Sometimes a factor has so many levels, that we can’t collect observations for all of them. Or, even if we could collect them, having one parameter for each would lead to a clumsy model.
In this case, we typically settle for saying the effect of the factor on average, rather than than trying to estimating the effects of every single level of that factor.
Examples,
- Is there a middle school effect on high school graduation? (instead of effects for individual schools)
- Is there a loom effect on fiber strength? (don’t care about individual looms)
- Is there a microbiome effect on preterm births?
- Is there a county effect on election outcomes?
Figure 1: In random effects, the groups (schools, looms, …) we observe are assumed sampled from a larger population.
Model
- Random effects models have the form, \[\begin{align} y_{ij} = \mu + \tau_i + \epsilon_{ij} \end{align}\] where \(\tau_i \sim \mathcal{N}\left(0, \sigma_\tau^2\right)\) and \(\epsilon_{ij} \sim \mathcal{N}\left(0, \sigma^2\right)\). The crucial difference is that \(\tau_i\) is now thought of as random, not fixed.
- Notice that \[\begin{align} \text{Var}\left(y_{ij}\right) &= \text{Var}\left(\tau_j\right) + \text{Var}\left(\epsilon_{ij}\right) \\ &= \sigma_{\tau}^2 + \sigma^2 \end{align}\] More generally, the covariance matrix is block diagonal, with blocks of \(\sigma_{\tau}^2\) within groups.
Hypothesis Testing
- We may want to test whether there is any variation in response across factor levels. Formally, \[\begin{align*} H_0:& \sigma_\tau^2 = 0 \\ H_1:& \sigma^2 > 0 \end{align*}\]
Figure 2: Under the null, there is no difference between any of the groups.
- For our test statistic, we can use the same one as before, \(\frac{MS_{\text{treatments}}}{MS_{E}}\) and for the same reasons as in fixed-effect ANOVA, this is \(F\)-distributed with \((a - 1, N - a)\) d.f. – we reject the null when this quantity is large.
Code Example
- We will illustrate this method on a dataset about the strength of looms in a factory. The block below reads in the data.
library(readr)
loom <- read_csv("https://uwmadison.box.com/shared/static/ezp3i2pflhi96si7u6rfn3dg3lb5cl3z.csv")

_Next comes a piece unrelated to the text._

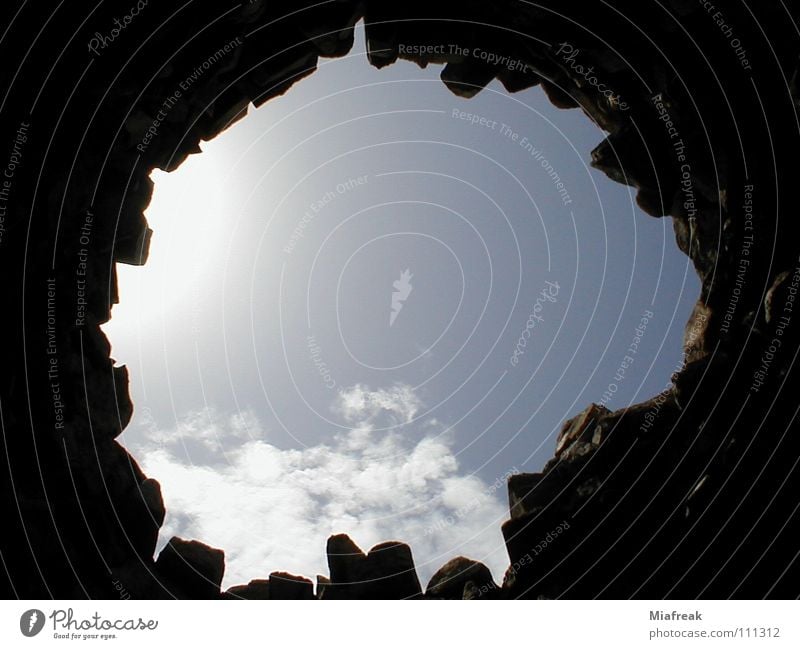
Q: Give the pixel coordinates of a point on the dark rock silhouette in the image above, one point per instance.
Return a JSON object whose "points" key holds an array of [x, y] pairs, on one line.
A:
{"points": [[690, 494]]}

loom$loom <- as.factor(loom$loom)
loom
# A tibble: 16 × 3
loom replicate strength
<fct> <chr> <dbl>
1 1 Ob1 98
2 2 Ob1 91
3 3 Ob1 96
4 4 Ob1 95
5 1 Ob2 97
6 2 Ob2 90
7 3 Ob2 95
8 4 Ob2 96
9 1 Ob3 99
10 2 Ob3 93
11 3 Ob3 97
12 4 Ob3 99
13 1 Ob4 96
14 2 Ob4 92
15 3 Ob4 95
16 4 Ob4 98- To fit a random effects model, we can use the
lmerfunction in thelme4package. The syntax(1 | variable)means that this variable should be treated as a random effect. Compare the result with Example 3.10 in the textbook.
Linear mixed model fit by REML ['lmerMod']
Formula: strength ~ (1 | loom)
Data: loom
REML criterion at convergence: 63.2
Scaled residuals:
Min 1Q Median 3Q Max
-1.38018 -0.57260 -0.04342 0.82574 1.52491
Random effects:
Groups Name Variance Std.Dev.
loom (Intercept) 6.958 2.638
Residual 1.896 1.377
Number of obs: 16, groups: loom, 4
Fixed effects:
Estimate Std. Error t value
(Intercept) 95.437 1.363 70.01- The most important quantities in this computer output are entries of the
Variancecolumn. These are the \(\sigma^2_{\tau}\) and \(\sigma^2\) quantities in the model above; they are sometimes called “variance components.” We would interpret this result as meaning that there is quite a large variation in strength from one loom to the next. Even though the average fabric strength is around 95.4 across all looms (theInterceptfield), if you drew a new loom, its typical fabric strength might be several points higher or lower. Precisely, the distribution of loom mean strengths is approximately \(\mathcal{N}\left(95, 7\right)\). Within any given loom, though, the strength is not too variable, with a variance of only \(\approx 2\).